La musique est invitation. Jésus parle d'une réponse à donner : « Nous vous avons joué de la flûte, et vous n'avez pas dansé. Nous avons chanté des lamentations, et vous ne vous êtes pas frappé la poitrine » (Mt 11, 17 ; Lc 7, 32). Une première réponse peut être le passage à l'acte musical : prendre part au concert à son tour. Une deuxième réponse est éthique : adopter un comportement nouveau. La musique invite à être présent au monde et aux autres, à désirer une harmonie possible, à unifier, communier, dialoguer, s'ouvrir. On parle de « musique engagée » : toute musique vraie engage le compositeur, l'interprète et l'auditeur, et invite à s'engager. La musique invite mais ne contraint personne. Respectueuse de la liberté, elle est impuissante à changer quelqu'un qui ne le veut pas. La musique « adoucit les mœurs » mais George Steiner constatait avec tristesse que des siècles de musique en Occident n'avaient pas réussi à empêcher l'inhumanité d'Auschwitz et que les tortionnaires des camps de concentration écoutaient du Mozart7.

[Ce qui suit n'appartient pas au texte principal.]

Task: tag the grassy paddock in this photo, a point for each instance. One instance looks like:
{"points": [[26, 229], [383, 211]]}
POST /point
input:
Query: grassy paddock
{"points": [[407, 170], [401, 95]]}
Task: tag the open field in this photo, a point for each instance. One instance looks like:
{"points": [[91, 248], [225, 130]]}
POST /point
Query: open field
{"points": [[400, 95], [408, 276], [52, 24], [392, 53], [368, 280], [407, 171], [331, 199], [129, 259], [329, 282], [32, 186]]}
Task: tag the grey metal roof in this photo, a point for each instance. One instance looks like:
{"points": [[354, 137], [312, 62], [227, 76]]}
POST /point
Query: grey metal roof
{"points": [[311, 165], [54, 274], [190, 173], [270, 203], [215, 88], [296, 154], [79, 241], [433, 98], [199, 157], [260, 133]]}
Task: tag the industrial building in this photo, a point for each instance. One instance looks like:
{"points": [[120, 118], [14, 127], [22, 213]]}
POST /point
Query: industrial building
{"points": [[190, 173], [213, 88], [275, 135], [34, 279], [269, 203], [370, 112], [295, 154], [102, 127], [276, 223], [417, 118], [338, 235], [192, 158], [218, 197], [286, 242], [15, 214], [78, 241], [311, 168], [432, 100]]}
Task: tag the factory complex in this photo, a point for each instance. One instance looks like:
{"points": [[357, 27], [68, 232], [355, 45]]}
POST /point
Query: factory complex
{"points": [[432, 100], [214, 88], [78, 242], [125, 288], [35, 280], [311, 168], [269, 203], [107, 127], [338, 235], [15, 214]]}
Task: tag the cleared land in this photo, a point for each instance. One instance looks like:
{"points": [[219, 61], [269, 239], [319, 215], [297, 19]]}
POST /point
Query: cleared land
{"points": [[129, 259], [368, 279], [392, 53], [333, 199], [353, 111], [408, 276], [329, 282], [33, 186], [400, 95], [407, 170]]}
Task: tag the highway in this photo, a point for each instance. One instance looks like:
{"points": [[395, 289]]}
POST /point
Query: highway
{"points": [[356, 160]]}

À son tour, l'expérience spirituelle peut convier la musique. Le Bien-Aimé dit à sa bien-aimée : « Fais-moi entendre ta voix » (Ct 2, 14). Le jubilus, si typique des alléluias grégoriens, est ce chant sans paroles, cette vocalise qui naît avec exubérance du trop-plein de l'âme. C'est une des raisons d'être du chant en liturgie : « C'est toi qui nous inspires de te rendre grâce : nos chants n'ajoutent rien à ce que tu es, mais ils nous rapprochent de toi » (Préface commune IV). C'est un chant nouveau, une relation nouvelle à la musique. Le psaume 47 (46) dit : « Sonnez pour notre Dieu […]. Car Dieu est le roi de la terre : que vos musiques l'annoncent ! »

 
NOTE :
1 V. Decleire, « Une demande nouvelle pour la musique liturgique : susciter de l'émotion » (sur https://liturgie.catholique.fr).
2 Cf. Paul Claudel, Ne impedias musicam, 1936.
3 Cf. Philippe Charru, Quand le lointain se fait proche. La musique, une voie spirituelle, Seuil, 2011.
4 Jean de la Croix, La montée du Carmel, III, 36, 2.
5 V. Decleire, « Musique et silence », Christus, n° 194, avril 2002, pp. 182-188.
6 Cf. saint Augustin, Les Confessions, chapitre XXIII.
7 G. Steiner, Dans le château de Barbe bleue. Notes pour une redéfinition de la culture, 1971 (traduction française de Lucienne Lotringer, La culture contre l'homme, Gallimard, 1973) ; aussi Pascal Quignard, La haine de la musique, Calmann-Lévy, 1996.